Artificial intelligence still struggles to adapt to modern video games, researchers say
Study finds AI excels in chess but struggles to adapt to unfamiliar video games, exposing limits in real-world intelligence.
Artificial intelligence has achieved remarkable success in structured games such as chess and Go, yet new research suggests these milestones may overstate the technology’s broader capabilities. A recent study from New York University argues that while such achievements appear impressive, they do not reflect genuine progress towards general intelligence.
Table Of Content
The researchers highlight a key limitation: AI systems often fail when faced with unfamiliar environments, particularly modern video games they have not previously encountered. This shortcoming raises questions about how adaptable current AI models truly are, despite their highly publicised victories in controlled settings.
Fixed environments mask AI limitations
The study points out that games like chess and Go offer fixed rules and clearly defined structures, making them well-suited to AI optimisation. Within these constraints, machines can be trained to achieve superhuman performance by analysing vast numbers of possible moves and outcomes.
However, this success does not translate easily to more complex and dynamic environments. Modern video games typically involve changing scenarios, multiple objectives, and a need for flexible thinking. According to the researchers, these qualities expose weaknesses in AI systems that are otherwise hidden in simpler, rule-based games.
They argue that the distinction is critical. While beating a grandmaster at chess may suggest intelligence, it does not equate to the ability to adapt or learn in unpredictable situations. Video games, by contrast, demand a mix of skills, including spatial reasoning, long-term planning, experimentation, and sometimes even social understanding.
The report suggests that this diversity makes gaming a more realistic test of intelligence than isolated benchmarks. It demonstrates how well a system can cope with novelty rather than how effectively it can master a single, well-defined task.
Reinforcement learning and language models fall short
The paper also examines the performance of two major AI approaches: reinforcement learning and large language models.
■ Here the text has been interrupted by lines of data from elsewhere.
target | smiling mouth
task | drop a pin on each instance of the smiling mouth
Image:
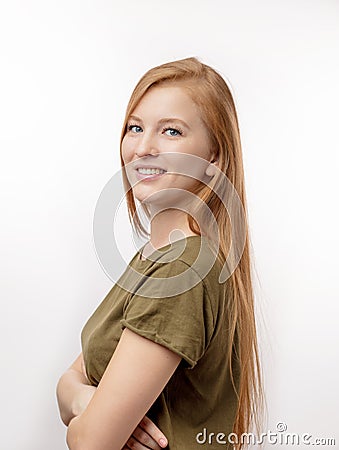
(150, 171)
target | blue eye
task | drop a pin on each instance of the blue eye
(134, 128)
(172, 132)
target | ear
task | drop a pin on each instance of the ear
(211, 169)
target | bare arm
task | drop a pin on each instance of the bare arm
(74, 391)
(137, 373)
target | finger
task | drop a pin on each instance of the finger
(145, 439)
(134, 444)
(147, 425)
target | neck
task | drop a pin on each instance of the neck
(166, 222)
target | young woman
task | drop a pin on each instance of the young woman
(176, 343)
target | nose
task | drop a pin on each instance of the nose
(146, 145)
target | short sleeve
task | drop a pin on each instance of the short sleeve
(184, 322)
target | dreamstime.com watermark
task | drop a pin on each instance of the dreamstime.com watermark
(278, 437)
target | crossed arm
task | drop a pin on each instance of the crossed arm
(135, 376)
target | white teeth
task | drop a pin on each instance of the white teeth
(150, 171)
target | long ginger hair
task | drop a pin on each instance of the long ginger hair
(211, 94)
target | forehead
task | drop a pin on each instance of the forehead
(167, 101)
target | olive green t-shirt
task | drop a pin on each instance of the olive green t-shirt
(174, 298)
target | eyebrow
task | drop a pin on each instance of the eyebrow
(162, 121)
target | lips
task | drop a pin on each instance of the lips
(145, 166)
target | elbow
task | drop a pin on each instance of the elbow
(78, 438)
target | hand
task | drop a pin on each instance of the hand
(146, 436)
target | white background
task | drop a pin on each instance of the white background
(67, 70)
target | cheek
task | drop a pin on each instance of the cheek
(126, 150)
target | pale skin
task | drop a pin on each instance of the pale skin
(112, 416)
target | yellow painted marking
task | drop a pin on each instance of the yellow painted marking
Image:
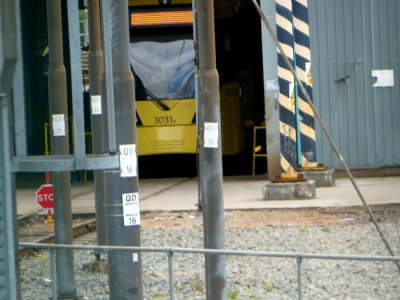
(305, 107)
(301, 74)
(288, 50)
(308, 131)
(288, 131)
(300, 25)
(307, 164)
(286, 102)
(304, 2)
(285, 3)
(284, 23)
(303, 51)
(285, 74)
Reinforcement learning has produced notable successes in gaming, but these typically require millions or even billions of simulated attempts.
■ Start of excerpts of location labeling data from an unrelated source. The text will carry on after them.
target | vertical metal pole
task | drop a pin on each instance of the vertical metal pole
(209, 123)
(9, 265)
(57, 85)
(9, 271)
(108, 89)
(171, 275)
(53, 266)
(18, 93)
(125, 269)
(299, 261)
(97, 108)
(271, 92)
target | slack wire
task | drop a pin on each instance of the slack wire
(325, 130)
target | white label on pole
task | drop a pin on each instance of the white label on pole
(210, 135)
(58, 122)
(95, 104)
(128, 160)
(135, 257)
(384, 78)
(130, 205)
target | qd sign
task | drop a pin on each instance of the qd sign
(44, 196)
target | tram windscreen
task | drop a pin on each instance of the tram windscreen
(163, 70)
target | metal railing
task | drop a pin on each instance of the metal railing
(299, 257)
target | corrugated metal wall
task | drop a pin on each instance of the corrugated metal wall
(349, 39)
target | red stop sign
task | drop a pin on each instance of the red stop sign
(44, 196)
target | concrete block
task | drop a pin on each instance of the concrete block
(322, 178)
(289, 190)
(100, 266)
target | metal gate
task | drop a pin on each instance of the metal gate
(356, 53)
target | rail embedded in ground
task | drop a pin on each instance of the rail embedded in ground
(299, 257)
Such extensive training allows the system to become highly specialised in a particular environment. Yet this expertise is fragile. Even minor changes, such as altered colours or repositioned objects, can cause performance to deteriorate rapidly. The researchers note that this lack of robustness limits the real-world usefulness of such systems.
Large language models, which have gained attention for their ability to generate human-like text and assist with coding, do not resolve this issue. According to the study, these models perform poorly when introduced to unfamiliar games without additional support.
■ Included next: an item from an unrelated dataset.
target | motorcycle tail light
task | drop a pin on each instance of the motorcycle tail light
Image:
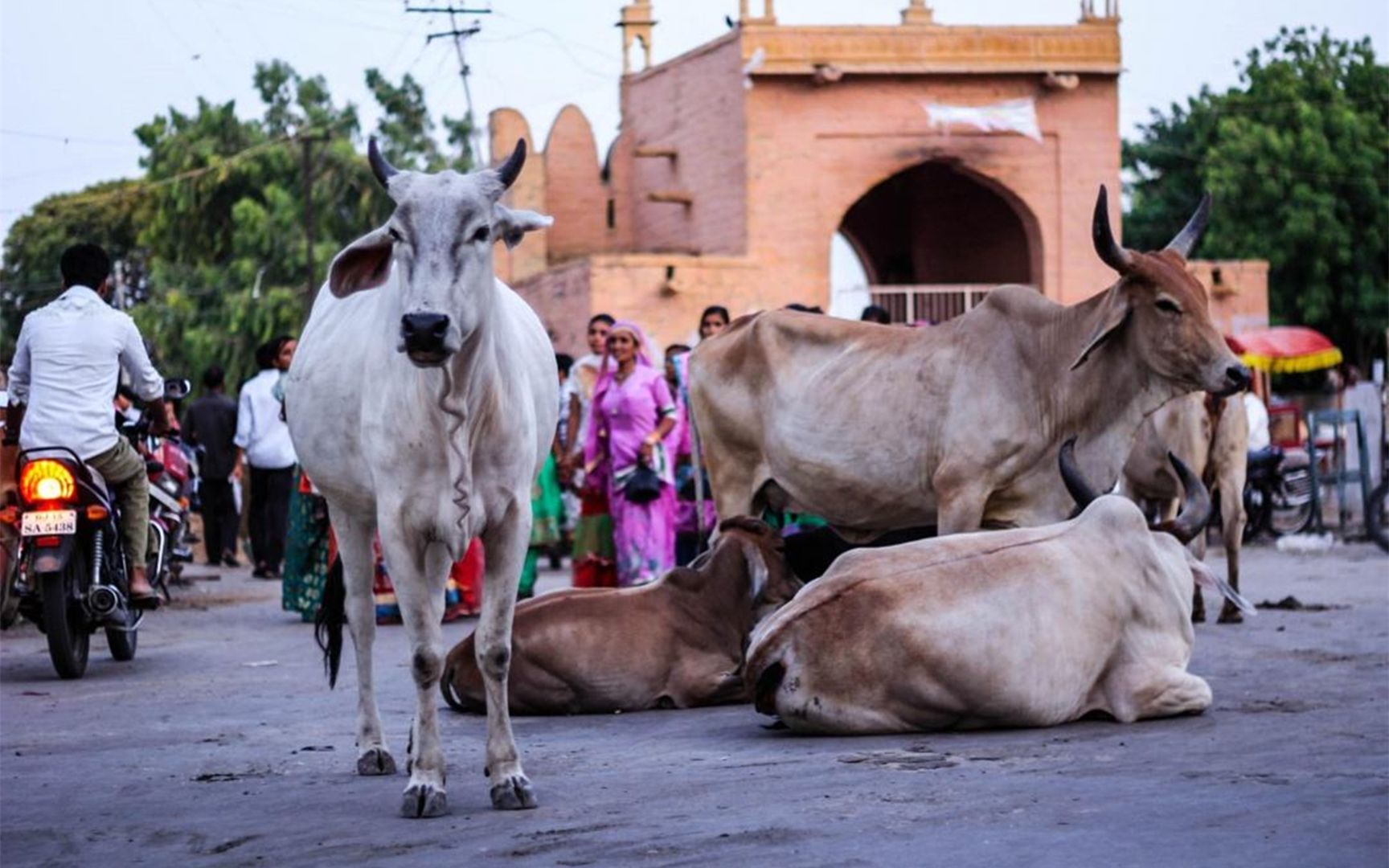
(46, 480)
In cases where language models do show competence, they often rely on customised frameworks designed specifically for each game. These frameworks help interpret game states, manage memory, and execute actions. Without this scaffolding, the models’ performance declines significantly, suggesting that their apparent success depends heavily on external support.
The findings indicate that neither approach currently delivers the level of adaptability required for general intelligence—both struggle when removed from carefully controlled or pre-configured scenarios.
Video games as a benchmark for true intelligence
The researchers propose that a more meaningful measure of AI capability would be its ability to learn a new game from scratch within a timeframe similar to that of a human player. This would involve mastering rules, strategies, and objectives in tens of hours rather than through extensive simulation or prior training.
At present, no AI system meets this standard. The gap highlights a fundamental limitation in how machines learn and adapt compared to humans. While people can quickly grasp new concepts and adjust to unfamiliar situations, AI systems remain heavily reliant on predefined data and environments.
This limitation has implications beyond gaming. The study argues that if AI cannot reliably handle the variability of a new video game, it is unlikely to perform well in the unpredictable conditions of the real world. Tasks such as navigating complex environments or responding to unexpected events require a level of flexibility that current systems have yet to achieve.
The researchers conclude that headline achievements in games like chess should be viewed with caution. Although they demonstrate technical progress, they do not represent a comprehensive measure of intelligence. Modern video games, with their complexity and variability, reveal just how far AI still has to go before it can match human adaptability.